That Time our Devices had the Wrong Time

That Time our Devices had the Wrong Time
Photo by Kevin Ku / Unsplash

Some years ago I inherited a network that did not adhere to best practices. With a mix of Windows Servers and Windows Enterprise devices, one would expect the network to leverage a proper domain setup (Group Policy, centralized management, remote software installations). While Active Directory was configured and functioning, my predecessors decided that instead of joining devices to the domain, they would add wildcard credentials in Windows Credential Manager to access shared resources. To handle printers and shared drives, they used a .bat script. Printer management was just as dodgy - user accounts were manually created in the web interface of the MFPs to match domain credentials.

This setup was far from ideal and gave me anxiety. I overhauled the environment ensuring all shared devices were updated to the latest Windows version (they were four major releases behind and physically deteriorating). Most importantly, all new devices were domain joined from the start. While this transition came with expected teething issues, one glitch caught me by surprise: some devices’ clocks would randomly jump forward by 45 minutes and then correct themselves a few minutes later.

I reviewed configurations, logs, and settings to pinpoint the issue but was stumped. Until I checked the hosts running the guest servers. They were running ESXi in a failover cluster with a shared SAN - Despite everything else this setup was impressive.
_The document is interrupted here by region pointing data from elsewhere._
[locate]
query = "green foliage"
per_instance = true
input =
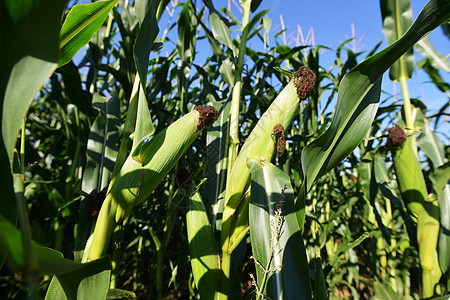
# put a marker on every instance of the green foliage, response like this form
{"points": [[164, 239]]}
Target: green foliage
{"points": [[113, 177]]}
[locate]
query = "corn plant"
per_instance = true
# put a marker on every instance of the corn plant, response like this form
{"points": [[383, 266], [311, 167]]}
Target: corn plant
{"points": [[149, 173]]}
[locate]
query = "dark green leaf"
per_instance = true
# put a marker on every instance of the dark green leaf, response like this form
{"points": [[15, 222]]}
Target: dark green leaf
{"points": [[359, 94], [144, 43], [278, 250], [397, 18], [205, 259], [80, 25]]}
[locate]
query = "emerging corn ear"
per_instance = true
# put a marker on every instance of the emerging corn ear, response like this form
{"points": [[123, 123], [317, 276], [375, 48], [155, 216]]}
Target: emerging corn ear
{"points": [[265, 138], [414, 193], [144, 169]]}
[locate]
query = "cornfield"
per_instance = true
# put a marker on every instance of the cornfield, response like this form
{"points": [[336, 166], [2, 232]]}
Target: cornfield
{"points": [[227, 172]]}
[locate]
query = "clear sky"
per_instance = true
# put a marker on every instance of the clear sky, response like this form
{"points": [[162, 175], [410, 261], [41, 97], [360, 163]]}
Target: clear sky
{"points": [[331, 22], [336, 21]]}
However, the ESXi hosts lacked proper time server configuration and had incorrect times themselves. This caused the hosts to adjust the Domain Controller's clock at a virtualised hardware level, which then propagated the incorrect time to domain-joined client devices. Shortly after, the Domain Controller would synchronize with Microsoft’s NTP servers, correcting the time on the clients, only for the cycle to eventually repeat.
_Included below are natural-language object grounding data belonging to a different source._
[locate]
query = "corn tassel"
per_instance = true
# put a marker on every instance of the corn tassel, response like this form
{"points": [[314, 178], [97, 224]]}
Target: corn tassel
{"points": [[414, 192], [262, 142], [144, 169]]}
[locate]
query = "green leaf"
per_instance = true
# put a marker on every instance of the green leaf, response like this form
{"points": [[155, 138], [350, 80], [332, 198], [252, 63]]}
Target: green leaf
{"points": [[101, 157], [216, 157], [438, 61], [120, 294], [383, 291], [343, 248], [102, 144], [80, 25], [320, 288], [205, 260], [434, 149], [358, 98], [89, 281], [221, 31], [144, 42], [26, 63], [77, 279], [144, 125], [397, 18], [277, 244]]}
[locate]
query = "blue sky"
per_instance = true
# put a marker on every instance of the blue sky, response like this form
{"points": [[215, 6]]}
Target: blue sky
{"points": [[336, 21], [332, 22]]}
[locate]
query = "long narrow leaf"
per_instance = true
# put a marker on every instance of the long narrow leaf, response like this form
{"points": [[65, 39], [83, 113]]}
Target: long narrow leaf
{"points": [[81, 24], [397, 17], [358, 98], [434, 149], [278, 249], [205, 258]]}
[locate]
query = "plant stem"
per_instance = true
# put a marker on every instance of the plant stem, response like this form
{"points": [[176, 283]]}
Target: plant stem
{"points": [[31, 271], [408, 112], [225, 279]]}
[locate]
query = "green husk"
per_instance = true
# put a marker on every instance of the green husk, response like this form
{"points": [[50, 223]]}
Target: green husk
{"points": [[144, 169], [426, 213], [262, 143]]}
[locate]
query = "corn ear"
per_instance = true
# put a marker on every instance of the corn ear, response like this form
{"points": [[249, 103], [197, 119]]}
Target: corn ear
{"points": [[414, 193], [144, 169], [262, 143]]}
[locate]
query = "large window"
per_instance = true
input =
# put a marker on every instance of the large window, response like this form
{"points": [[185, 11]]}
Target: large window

Once I configured the ESXi hosts to use a time server and synchronized them properly, the issue was resolved. The network ran smoothly until those servers were eventually retired.

A few years and failed disks later along with random purple screens of death on one host (it's an ESXi thing) we transitioned to a single server with RAID for redundancy and a good enough support plan. The new setup utilized Microsoft technologies, including Hyper-V and wasn't as mission critical given our increasing reliance on cloud services.